Dear Axel,
the point of making boost::histogram was to offer a standard solution so that people can stop reinventing histograms. All code has bugs, but if many people use the same code, it is going to have fewer bugs. That’s why boost::histogram was designed to be super flexible, so that if you don’t like a given part, you can switch that out and still use the rest.
Conceptually, histograms and profiles can be split into three orthogonal components (as explained here)
- Axes: converts values to bin indices
- Storage: manages memory for the histogram cells
- Accumulators: the object that sits in a cell and reacts to data that is sorted into the cell
The components are orthogonal, because they can be combined arbitrarily, they only talk through their respective interfaces to each other. To get a sparse histogram, you replace a array-based storage with a map-based storage. To go from histogram to profile, you replace an integer or floating point counter per cell with an object that keeps track of the sum of values and the number of times a value was entered in each cell. This design allows maximum code re-use.
You could replicate these ideas in ROOT, but that would go against the idea of sharing as much code as possible to have fewer bugs and ease maintenance.

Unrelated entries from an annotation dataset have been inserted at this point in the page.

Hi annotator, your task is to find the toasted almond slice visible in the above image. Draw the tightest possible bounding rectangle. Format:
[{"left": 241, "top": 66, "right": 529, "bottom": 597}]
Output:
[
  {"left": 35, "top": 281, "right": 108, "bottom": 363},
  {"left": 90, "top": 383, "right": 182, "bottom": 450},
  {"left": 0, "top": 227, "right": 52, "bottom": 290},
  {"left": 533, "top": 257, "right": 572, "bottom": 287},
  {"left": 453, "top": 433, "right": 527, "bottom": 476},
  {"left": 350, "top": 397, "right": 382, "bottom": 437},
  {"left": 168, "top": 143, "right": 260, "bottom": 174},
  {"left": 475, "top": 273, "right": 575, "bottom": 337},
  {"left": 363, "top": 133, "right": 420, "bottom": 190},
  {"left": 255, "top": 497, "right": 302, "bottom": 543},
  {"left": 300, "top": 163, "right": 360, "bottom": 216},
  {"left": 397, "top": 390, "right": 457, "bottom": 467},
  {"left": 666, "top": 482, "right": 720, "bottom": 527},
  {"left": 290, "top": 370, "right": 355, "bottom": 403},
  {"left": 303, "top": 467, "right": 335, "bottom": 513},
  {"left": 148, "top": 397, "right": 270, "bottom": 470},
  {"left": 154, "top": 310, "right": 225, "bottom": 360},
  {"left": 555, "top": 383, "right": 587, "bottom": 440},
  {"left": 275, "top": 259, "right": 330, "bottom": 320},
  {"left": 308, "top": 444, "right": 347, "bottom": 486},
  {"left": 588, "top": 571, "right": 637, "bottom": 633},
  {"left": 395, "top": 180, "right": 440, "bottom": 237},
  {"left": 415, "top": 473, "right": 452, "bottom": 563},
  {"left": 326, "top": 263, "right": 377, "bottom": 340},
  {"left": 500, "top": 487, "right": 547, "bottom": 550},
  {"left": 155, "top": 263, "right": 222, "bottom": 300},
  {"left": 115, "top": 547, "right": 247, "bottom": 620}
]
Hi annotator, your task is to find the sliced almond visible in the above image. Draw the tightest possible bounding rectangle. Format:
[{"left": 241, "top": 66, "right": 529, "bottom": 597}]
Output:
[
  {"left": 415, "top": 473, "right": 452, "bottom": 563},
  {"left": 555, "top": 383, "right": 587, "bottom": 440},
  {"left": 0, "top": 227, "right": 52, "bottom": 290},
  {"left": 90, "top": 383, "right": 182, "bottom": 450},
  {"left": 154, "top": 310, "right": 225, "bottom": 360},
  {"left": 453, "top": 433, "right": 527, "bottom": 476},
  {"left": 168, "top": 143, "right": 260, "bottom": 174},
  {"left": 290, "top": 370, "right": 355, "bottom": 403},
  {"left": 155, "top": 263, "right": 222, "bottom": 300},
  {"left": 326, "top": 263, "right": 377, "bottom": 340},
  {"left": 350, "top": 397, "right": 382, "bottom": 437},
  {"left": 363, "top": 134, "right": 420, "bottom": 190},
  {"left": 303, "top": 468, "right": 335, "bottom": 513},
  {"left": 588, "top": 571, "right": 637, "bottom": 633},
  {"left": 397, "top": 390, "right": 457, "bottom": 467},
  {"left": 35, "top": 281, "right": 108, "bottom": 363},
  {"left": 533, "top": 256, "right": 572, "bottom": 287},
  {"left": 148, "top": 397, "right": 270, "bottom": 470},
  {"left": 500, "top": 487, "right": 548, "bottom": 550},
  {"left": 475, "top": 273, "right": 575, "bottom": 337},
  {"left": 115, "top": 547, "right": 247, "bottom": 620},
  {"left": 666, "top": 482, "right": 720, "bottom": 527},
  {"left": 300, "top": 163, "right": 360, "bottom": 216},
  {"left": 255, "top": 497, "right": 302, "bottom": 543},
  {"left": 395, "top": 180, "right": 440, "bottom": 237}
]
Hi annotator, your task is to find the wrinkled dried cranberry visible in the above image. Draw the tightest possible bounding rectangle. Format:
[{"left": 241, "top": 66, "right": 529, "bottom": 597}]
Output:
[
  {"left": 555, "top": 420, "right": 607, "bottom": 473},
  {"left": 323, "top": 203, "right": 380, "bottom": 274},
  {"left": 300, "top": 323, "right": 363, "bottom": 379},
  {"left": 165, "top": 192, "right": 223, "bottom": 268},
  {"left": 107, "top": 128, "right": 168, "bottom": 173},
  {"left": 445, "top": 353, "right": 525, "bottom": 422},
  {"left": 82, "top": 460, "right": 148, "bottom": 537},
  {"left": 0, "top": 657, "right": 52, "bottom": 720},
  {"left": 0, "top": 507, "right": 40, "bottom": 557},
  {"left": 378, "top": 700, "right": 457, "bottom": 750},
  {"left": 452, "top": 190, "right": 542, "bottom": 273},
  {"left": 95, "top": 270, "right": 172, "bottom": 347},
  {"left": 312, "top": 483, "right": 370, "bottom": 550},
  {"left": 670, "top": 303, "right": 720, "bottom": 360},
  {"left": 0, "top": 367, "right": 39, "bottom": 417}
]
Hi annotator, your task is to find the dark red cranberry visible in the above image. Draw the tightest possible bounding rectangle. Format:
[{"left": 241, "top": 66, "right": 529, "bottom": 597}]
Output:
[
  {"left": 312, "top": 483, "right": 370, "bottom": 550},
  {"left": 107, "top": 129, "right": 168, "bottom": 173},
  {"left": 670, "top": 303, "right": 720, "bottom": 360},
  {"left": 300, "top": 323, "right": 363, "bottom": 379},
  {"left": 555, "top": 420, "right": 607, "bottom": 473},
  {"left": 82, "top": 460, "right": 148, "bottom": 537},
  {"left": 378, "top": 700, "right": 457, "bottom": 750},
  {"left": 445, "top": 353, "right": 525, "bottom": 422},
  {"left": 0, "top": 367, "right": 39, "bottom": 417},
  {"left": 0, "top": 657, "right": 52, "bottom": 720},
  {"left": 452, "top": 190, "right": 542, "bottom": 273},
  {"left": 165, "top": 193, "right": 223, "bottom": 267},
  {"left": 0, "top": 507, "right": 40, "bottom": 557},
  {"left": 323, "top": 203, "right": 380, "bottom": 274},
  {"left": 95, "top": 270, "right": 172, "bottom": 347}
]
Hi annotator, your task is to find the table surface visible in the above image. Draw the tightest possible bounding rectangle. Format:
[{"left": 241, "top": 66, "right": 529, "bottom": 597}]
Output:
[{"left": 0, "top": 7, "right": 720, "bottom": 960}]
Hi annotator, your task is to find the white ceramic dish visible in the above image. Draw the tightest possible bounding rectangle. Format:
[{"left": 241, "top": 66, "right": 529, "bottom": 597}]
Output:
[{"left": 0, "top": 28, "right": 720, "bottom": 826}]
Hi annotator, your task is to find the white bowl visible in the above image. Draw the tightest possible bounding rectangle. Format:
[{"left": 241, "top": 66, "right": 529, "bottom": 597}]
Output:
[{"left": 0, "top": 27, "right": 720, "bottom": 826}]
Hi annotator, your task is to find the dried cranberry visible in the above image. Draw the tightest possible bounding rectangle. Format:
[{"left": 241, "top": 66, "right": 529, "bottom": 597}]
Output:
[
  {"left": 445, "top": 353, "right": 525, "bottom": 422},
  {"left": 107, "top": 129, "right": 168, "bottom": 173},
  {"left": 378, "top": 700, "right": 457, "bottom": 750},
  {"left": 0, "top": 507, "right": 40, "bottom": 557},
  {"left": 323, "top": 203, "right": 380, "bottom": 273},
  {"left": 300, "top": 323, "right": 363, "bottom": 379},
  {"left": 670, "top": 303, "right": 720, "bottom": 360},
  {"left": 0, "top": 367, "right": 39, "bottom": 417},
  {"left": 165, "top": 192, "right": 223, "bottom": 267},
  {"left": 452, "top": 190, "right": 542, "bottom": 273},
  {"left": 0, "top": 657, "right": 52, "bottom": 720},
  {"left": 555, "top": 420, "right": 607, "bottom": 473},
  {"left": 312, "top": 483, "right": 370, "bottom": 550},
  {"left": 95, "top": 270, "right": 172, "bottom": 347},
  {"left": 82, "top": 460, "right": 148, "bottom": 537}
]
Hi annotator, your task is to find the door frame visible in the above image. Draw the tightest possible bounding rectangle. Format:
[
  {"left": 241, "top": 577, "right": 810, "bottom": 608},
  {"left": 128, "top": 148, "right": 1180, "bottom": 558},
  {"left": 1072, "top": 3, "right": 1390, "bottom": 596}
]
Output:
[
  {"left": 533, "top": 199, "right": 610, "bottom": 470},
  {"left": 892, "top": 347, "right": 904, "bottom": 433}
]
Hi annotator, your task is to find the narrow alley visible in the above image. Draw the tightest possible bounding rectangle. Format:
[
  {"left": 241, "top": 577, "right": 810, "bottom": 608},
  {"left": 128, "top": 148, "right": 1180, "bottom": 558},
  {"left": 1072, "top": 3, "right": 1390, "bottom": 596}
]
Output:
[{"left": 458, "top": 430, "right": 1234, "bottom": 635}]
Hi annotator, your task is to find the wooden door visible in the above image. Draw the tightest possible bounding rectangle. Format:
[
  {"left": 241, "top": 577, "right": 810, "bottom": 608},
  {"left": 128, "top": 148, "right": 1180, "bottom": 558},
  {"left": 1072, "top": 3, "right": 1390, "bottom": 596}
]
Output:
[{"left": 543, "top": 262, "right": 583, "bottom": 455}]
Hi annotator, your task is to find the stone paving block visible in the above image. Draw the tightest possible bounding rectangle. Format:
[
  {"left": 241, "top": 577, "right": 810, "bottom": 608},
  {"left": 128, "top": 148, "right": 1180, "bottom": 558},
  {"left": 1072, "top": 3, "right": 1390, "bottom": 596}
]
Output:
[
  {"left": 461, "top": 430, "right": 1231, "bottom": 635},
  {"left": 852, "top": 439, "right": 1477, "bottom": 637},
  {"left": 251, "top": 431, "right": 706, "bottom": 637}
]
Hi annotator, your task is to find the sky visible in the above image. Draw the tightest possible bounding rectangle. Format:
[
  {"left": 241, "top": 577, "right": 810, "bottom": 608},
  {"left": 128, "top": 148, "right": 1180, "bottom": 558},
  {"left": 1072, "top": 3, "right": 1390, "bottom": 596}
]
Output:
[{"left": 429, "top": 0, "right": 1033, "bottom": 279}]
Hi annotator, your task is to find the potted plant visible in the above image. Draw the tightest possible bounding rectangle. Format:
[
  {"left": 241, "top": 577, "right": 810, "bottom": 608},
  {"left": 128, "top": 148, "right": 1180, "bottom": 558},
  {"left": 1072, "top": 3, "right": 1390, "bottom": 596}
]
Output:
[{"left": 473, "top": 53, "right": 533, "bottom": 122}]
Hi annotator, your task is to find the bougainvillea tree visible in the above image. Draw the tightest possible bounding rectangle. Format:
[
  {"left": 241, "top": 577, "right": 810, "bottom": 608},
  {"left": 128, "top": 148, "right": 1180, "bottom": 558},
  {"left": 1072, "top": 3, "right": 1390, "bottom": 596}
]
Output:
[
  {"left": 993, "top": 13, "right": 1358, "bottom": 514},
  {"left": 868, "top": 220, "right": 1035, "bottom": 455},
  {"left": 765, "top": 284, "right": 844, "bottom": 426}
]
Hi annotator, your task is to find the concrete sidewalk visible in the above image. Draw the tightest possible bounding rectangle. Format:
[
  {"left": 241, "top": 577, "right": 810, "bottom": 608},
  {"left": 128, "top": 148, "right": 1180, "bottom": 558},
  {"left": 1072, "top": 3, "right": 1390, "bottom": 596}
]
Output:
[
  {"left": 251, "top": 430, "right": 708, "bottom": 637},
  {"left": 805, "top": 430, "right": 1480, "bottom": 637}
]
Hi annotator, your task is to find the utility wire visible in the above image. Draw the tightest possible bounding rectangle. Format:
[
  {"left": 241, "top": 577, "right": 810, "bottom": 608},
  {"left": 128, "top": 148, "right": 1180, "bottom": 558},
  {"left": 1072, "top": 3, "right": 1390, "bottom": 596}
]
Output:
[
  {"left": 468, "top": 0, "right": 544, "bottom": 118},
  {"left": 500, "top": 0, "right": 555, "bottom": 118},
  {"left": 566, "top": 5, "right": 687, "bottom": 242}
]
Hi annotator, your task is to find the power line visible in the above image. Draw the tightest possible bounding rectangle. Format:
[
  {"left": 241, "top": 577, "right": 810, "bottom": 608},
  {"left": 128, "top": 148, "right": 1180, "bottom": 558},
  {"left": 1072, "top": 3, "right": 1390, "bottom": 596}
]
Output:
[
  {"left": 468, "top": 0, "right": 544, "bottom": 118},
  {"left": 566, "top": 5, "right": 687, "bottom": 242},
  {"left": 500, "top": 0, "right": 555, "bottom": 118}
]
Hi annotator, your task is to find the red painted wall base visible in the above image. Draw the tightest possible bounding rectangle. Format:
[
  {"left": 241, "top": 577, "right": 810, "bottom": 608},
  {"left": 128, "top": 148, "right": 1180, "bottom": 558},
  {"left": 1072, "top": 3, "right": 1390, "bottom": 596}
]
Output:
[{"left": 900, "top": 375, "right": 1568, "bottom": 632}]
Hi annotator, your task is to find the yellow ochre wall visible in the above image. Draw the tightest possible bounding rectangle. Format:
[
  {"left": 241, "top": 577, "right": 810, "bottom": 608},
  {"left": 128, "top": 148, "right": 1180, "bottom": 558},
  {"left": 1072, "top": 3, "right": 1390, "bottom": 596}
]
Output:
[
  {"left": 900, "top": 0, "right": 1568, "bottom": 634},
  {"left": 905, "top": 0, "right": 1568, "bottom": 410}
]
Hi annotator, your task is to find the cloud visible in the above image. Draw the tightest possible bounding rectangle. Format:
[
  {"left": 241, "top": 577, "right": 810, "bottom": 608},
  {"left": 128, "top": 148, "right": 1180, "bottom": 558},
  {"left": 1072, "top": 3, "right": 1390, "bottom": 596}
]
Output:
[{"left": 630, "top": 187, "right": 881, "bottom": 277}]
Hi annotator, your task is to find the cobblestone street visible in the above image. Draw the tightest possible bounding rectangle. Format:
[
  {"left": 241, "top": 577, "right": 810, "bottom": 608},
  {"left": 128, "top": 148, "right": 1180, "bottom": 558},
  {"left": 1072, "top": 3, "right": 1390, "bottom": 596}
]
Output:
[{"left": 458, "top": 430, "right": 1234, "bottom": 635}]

It is said here that ROOT 7 will use “standard C++ types”, so why not use boost::histogram as the foundation for a custom histogram class. ROOT 7 could inherit from boost::histogram and implement a ROOT-like interface and additional capabilities on top of that foundation. boost is the best standard in the C++ world next to having something in the official C++ standard library.
I also want to be be clear that boost::histogram only addresses the focused problem of histogramming and profiling data, it does not provide functionality to fit data or to plot data. These features should come from other libraries such as ROOT.